Web dashboard is included for visualisation of these results:
To start stream processing locally:
git clone [email protected]:rstml/datastax-spark-streaming-demo.git
cd datastax-spark-streaming-demo
sbt assembly run
To deploy Spark application on DSE cluster:
dse spark-submit --class com.datastax.examples.meetup.StreamingDemo ./target/scala-2.10/streaming-demo.jar -Dspark.cassandra.connection.host=127.0.0.1
Input options:
- -Dspark.master - Autodetect in DSE. Specify for non-DSE deployments.
- -Dspark.cassandra.connection.host - Default is 127.0.0.1, replace with rpc_address of one of the nodes.

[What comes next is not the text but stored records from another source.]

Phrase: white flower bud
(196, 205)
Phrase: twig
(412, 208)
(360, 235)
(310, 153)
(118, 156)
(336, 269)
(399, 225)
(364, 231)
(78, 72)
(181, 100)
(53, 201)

- -Dspark.cores.max - Default configured is 2
- see resources/applicaiton.conf for more
To start web applicaiton:
cd web
./sbt
> container:start
Point your browser to localhost:8080 and watch map and topics update in real time.
Other endpoints:
- /countries - attendees by country since start
- /trending - trending topics within last 5 minutes
To deploy app to a servlet container, create war package using command below:
cd web
./sbt
> package
This software is available under the Apache License, Version 2.0.